Last week the Legatum Institute assembled a panel of experts to speak on energy security. On the one hand, politicians concern themselves with providing affordable energy. On the other hand, prices apparently need to be kept artificially high for environmental reasons, and the energy industry supposedly needs to be subsidised and insulated from foreign competition so that Britain does not become overly reliant on buying energy from countries with bad intentions or human rights records.
Politicians believe they can find the right balance, but the nature of government would suggest otherwise.

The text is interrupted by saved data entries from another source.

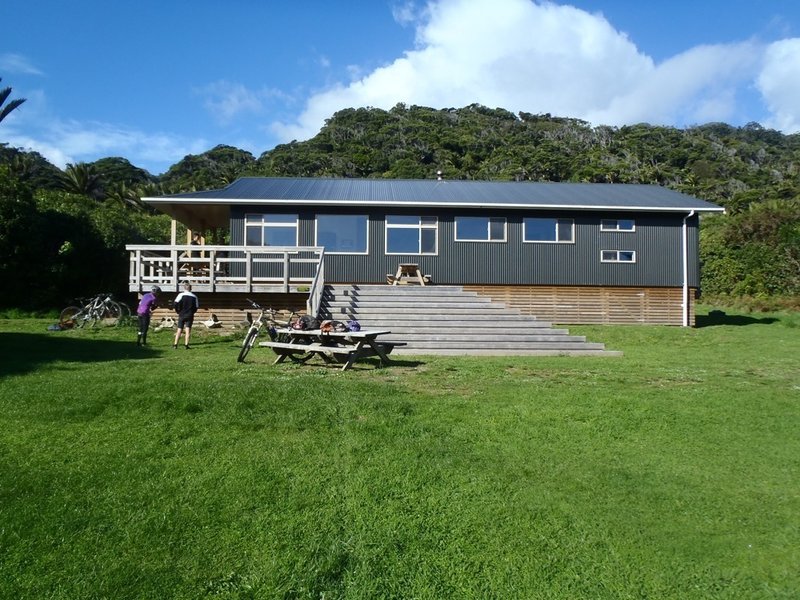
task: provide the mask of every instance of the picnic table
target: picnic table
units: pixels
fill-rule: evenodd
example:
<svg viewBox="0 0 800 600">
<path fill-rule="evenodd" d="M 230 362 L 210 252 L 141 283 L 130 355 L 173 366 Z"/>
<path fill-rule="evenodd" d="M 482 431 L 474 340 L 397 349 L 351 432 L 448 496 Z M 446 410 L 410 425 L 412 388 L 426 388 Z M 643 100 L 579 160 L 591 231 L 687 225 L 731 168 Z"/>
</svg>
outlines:
<svg viewBox="0 0 800 600">
<path fill-rule="evenodd" d="M 278 329 L 289 341 L 260 342 L 258 345 L 272 348 L 278 355 L 273 364 L 279 364 L 297 354 L 312 353 L 326 364 L 340 362 L 342 371 L 351 368 L 362 358 L 377 356 L 382 366 L 390 364 L 388 354 L 395 346 L 404 342 L 379 342 L 378 337 L 391 333 L 387 330 L 362 330 L 343 332 L 323 332 L 319 329 Z"/>
<path fill-rule="evenodd" d="M 417 263 L 400 263 L 394 275 L 386 274 L 386 283 L 389 285 L 418 283 L 425 285 L 430 282 L 430 275 L 423 275 Z"/>
</svg>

After all, artificially keeping energy prices high is a dispersed cost, and one which governments can more easily remedy with things like the Winter Fuel Allowance: the political pay-off is much higher for a policy with obvious, concentrated benefits. Meanwhile, all consumers suffer higher prices, along with the added taxes levied to mitigate them.
Similarly, subsidising existing national industries leads to state capture by special interests. Bjorn Lomborg in his film "Cool It" cites how the nuclear industry put a stop to the use of cost-efficient wave power. Even supposed environmentalists may oppose the introduction of new fuel alternatives: the renewables they have invested in are heavily reliant on subsidy, so the arrival of an energy source that is actually cost-efficient and clean is a threat. Government involvement therefore means the consumers again suffer from higher prices, and the environment is damned along with them too!

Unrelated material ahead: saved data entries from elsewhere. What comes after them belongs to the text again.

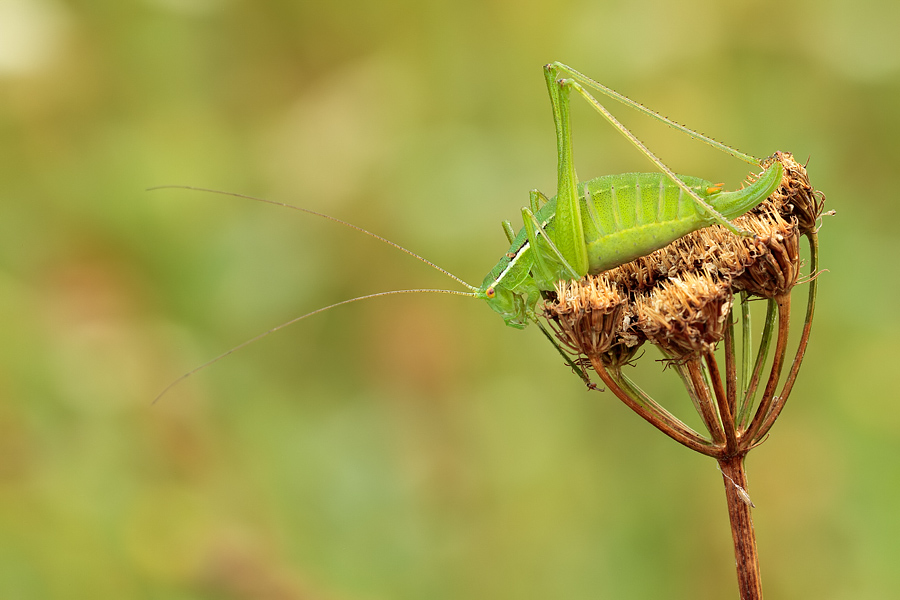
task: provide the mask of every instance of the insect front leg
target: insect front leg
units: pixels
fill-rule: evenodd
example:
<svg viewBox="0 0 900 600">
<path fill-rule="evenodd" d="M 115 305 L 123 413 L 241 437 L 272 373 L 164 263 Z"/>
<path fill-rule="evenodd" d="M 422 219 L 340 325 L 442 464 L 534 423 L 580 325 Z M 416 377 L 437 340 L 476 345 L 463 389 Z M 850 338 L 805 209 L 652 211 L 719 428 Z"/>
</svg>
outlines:
<svg viewBox="0 0 900 600">
<path fill-rule="evenodd" d="M 516 239 L 516 231 L 512 227 L 512 223 L 509 221 L 503 221 L 501 223 L 503 225 L 503 233 L 506 234 L 506 239 L 509 240 L 509 243 L 512 244 Z"/>
<path fill-rule="evenodd" d="M 553 336 L 553 334 L 551 334 L 549 331 L 547 331 L 547 328 L 544 327 L 544 325 L 540 321 L 535 320 L 535 323 L 537 324 L 538 327 L 540 327 L 541 333 L 544 334 L 544 337 L 546 337 L 548 340 L 550 340 L 550 343 L 553 344 L 553 347 L 556 348 L 556 351 L 559 352 L 560 356 L 563 357 L 563 360 L 566 361 L 566 364 L 569 365 L 569 367 L 572 368 L 572 371 L 574 371 L 575 374 L 581 378 L 581 381 L 584 382 L 584 384 L 588 387 L 588 389 L 596 390 L 597 386 L 594 384 L 593 381 L 591 381 L 591 378 L 587 374 L 587 372 L 578 363 L 576 363 L 574 360 L 572 360 L 572 357 L 569 356 L 569 354 L 565 350 L 563 350 L 563 347 L 560 346 L 559 342 L 556 340 L 556 338 Z"/>
<path fill-rule="evenodd" d="M 550 199 L 547 198 L 540 190 L 531 190 L 528 193 L 528 201 L 531 206 L 531 212 L 537 212 L 541 209 L 541 206 L 550 202 Z M 510 242 L 511 243 L 511 242 Z"/>
<path fill-rule="evenodd" d="M 527 206 L 522 207 L 522 221 L 534 263 L 531 273 L 540 289 L 552 290 L 561 279 L 579 279 L 583 276 L 575 272 Z"/>
</svg>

As for security concerns, it’s baffling to think why any country would want to lose customers for its exports, no matter how dodgy. So long as trade is unrestricted, the UK will always choose to buy whatever is cheapest, irrespective of source. Instead, vested interests now appear to use environmentalism as their trump card. Strict environmental standards act as barriers to trade, benefiting domestic industries, raising energy prices and adding political tensions with trading partners.
But do worries about climate change demand that we keep the price of energy high in order to reduce consumption? Consumers would suffer, and innovation to solve climate change is best promoted by leaving us all the richer to concern ourselves with it, and without vested interests using the state to block and crowd out effective alternatives. A free market in energy allows it to be affordable and available. It is also our most powerful tool to find a solution to climate change.